Skeletons of clerodane diterpenoids and ent-diterpenoids

Clerodane diterpenoids with anti-inflammatory property

Data was collected from Web of Science, Google Scholar, Scopus, and Pubmed via using the keywords clerodane diterpenoid and inflammation, and a total of 65 clerodane diterpenoids were found with anti-inflammatory property (Fig. 2). Either in vitro or in vivo bioassays have been used to determine the anti-inflammatory activity of clerodane diterpenoids. To better organize the review, the clerodane diterpenoids were introduced based on the anti-inflammatory bioassays (Table 1).

Fig. 2
figure 2

Structures of clerodane diterpenoids with anti-inflammatory activity

Table 1 Clerodane diterpenoids with anti-inflammatory activity

Lipopolysaccharide (LPS), a major constituent of the outer leaflet of Gram-negative bacterial outer membrane, is synthesized on the cytoplasmic membrane and transferred to the outer membranes [41, 42]. LPS treated murine microglial BV-2 cells are widely used for anti-inflammatory drug screening and underlying mechanism investigation. Using the above mentioned model, 18 clerodane diterpenoids including scutebarbatine (14), scutebarbatine B (16), scutebatas B (17), scutebarbatine X (18), ajugapantin H (22), scutebaabaatine W (38), ajugapantins E (48), ajugapantins F (49), ajugapantins G (50), ajugacumbin A (51), scutelapenes B (52), scutelapenes C (53), scutelapenes D (54), scutelapenes A (57), scutelapenes E (58), ajugapantin C (59), (12S,2′′S)-6α,19-diacetoxy-18-chloro-4α-hydroxy-12-(2-methylbutanoyloxy)-neo-clerod-13-en-15,16-olide (60), and 6α,19-diacetoxy-4α-hydroxy-1β-tigloyloxyneo-clerod-12-en-15-oic acid methyl ester-16-aldehyde (61) were found to inhibit NO production [43‒46]. Among them, compounds 22, 50 and 59 were discovered to downregulate iNOS and COX-2 expression [47].

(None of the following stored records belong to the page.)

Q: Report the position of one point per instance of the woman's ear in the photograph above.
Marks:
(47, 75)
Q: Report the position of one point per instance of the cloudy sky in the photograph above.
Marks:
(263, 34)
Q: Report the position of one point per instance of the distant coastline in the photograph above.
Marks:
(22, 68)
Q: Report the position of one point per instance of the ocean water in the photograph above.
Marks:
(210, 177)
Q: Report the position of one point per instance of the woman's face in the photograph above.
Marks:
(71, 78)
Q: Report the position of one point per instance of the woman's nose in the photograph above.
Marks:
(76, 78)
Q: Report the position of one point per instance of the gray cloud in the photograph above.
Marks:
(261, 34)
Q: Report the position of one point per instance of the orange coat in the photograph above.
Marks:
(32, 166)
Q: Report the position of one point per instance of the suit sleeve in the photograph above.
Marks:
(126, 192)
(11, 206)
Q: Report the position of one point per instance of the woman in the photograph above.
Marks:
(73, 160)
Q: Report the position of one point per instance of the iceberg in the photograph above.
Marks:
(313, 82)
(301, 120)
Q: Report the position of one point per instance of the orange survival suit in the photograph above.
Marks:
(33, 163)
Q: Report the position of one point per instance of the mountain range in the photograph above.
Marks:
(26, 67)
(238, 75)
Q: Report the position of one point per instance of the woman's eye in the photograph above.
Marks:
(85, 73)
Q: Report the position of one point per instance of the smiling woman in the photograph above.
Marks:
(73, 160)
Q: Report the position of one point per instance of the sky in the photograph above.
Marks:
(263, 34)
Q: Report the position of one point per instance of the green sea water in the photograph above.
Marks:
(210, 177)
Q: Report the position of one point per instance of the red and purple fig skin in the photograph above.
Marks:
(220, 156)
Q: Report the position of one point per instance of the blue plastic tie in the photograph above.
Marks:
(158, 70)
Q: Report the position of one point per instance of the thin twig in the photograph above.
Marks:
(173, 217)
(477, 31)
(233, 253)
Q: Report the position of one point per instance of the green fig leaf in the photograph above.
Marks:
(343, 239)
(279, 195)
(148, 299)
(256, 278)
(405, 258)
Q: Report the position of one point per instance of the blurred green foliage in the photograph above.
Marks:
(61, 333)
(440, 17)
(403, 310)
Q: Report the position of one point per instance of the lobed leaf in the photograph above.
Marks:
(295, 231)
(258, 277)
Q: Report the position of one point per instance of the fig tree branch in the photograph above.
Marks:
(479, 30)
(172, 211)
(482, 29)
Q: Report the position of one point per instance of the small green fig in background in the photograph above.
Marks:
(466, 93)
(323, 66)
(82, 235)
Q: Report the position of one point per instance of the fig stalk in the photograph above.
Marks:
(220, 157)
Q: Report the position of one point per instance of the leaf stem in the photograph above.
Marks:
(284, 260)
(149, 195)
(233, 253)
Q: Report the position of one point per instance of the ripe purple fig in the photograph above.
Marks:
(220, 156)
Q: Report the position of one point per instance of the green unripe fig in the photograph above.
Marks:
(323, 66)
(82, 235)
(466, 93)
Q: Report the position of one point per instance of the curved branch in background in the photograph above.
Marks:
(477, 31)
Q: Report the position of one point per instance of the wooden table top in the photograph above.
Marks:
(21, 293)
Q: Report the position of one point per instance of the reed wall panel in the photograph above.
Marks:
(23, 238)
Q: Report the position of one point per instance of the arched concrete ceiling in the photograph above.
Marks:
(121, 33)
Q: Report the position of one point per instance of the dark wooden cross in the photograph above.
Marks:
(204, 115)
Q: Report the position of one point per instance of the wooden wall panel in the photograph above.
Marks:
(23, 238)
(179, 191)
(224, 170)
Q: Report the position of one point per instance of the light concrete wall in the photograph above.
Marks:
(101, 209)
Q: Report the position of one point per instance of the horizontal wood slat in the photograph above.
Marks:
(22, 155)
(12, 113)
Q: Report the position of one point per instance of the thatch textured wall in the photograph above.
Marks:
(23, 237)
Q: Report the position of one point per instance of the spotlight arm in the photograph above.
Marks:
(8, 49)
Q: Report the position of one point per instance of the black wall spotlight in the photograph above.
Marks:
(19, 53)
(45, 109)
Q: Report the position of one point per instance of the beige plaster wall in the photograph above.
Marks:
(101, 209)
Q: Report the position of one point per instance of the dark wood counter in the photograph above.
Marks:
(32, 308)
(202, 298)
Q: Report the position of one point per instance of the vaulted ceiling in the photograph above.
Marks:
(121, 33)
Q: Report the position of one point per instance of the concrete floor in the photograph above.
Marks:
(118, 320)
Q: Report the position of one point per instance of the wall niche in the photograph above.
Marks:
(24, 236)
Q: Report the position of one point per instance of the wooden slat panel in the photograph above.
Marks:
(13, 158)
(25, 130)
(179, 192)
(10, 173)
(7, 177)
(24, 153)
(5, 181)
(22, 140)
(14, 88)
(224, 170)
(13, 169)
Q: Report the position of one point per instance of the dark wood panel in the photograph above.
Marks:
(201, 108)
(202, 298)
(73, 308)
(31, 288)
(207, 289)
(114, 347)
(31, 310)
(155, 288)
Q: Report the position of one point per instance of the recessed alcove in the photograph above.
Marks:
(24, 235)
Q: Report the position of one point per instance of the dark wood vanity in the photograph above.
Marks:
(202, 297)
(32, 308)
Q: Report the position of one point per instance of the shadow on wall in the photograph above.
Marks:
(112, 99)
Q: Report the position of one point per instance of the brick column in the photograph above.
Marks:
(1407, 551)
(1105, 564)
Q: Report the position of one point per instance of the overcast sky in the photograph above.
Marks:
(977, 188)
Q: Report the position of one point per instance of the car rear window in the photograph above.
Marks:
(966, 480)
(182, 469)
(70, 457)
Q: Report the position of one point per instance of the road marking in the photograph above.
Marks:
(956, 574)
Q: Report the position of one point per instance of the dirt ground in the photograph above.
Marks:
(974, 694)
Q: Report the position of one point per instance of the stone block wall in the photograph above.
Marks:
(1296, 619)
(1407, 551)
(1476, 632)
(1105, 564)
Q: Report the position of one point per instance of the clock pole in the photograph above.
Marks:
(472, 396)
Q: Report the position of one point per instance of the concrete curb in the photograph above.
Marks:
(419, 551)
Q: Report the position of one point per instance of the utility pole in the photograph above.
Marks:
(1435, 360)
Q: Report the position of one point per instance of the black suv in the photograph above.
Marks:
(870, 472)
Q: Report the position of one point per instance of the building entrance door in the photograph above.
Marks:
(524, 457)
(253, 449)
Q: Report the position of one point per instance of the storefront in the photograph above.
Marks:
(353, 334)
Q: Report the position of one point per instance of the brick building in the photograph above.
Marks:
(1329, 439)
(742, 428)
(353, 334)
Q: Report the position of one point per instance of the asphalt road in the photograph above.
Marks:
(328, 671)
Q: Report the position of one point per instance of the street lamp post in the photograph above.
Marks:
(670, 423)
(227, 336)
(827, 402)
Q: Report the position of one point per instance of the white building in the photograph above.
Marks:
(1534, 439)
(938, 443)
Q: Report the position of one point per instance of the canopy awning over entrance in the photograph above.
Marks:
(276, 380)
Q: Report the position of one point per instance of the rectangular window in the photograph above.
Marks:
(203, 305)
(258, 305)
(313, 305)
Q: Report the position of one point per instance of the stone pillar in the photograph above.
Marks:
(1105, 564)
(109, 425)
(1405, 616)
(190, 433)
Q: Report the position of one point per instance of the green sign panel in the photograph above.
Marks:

LPS-stimulated murine-derived RAW264.7 macrophages have been widely used as a bioassay to investigate anti-inflammatory activity [48, 49]. Using this model, 29 clerodane diterpenoids including 16-oxocleroda-3,13-dien-15-oic acid (1), neoclerod-13Z-ene-3α,4β,15-triol (4), 16-hydroxycleroda-3,13-dien-15,16-olide (7), 15-methoxypatagonic acid (12), 16-hydroxycleroda-3,13-dien-16,15-olide-18-oic acid (13), scutebarbatine A (14), scutebarbatine Y (15), scutebarbatine B (16), 3β,4β:15,16-diepoxy-13(16),14-clerodadiene (19), cathayanalactones A (20), cathayanalactones B (21), crotonolide K (25), furocrotinsulolide A acetate (26), 15,16-epoxy-3β-hydroxy-5(10),13(16),14-ent-halimatriene-17,(12S)-olide (27), crotonolide F (28), scutebatin C (33), scutebarbatine W (34), scutebata P (35), scutebatin A (36), scutebatin B (37), 6S-crotoeurin C (41), crotoeurin C (42), 3S-methoxylteucbin (44), 3R-methoxylteucbin (45), 19-acetyl-teuspinin (46), jamesoniellide Q (47), 11-hydroxyfruticolone (55), ajugacumbin J (56), and 6α-acetoxyteuscordin (63) were found to inhibit NO production [50‒59], and compounds 12 and 13 were further found to reduce IL-6, IL-1β, and TNF-α production in dose-responsive manners [50].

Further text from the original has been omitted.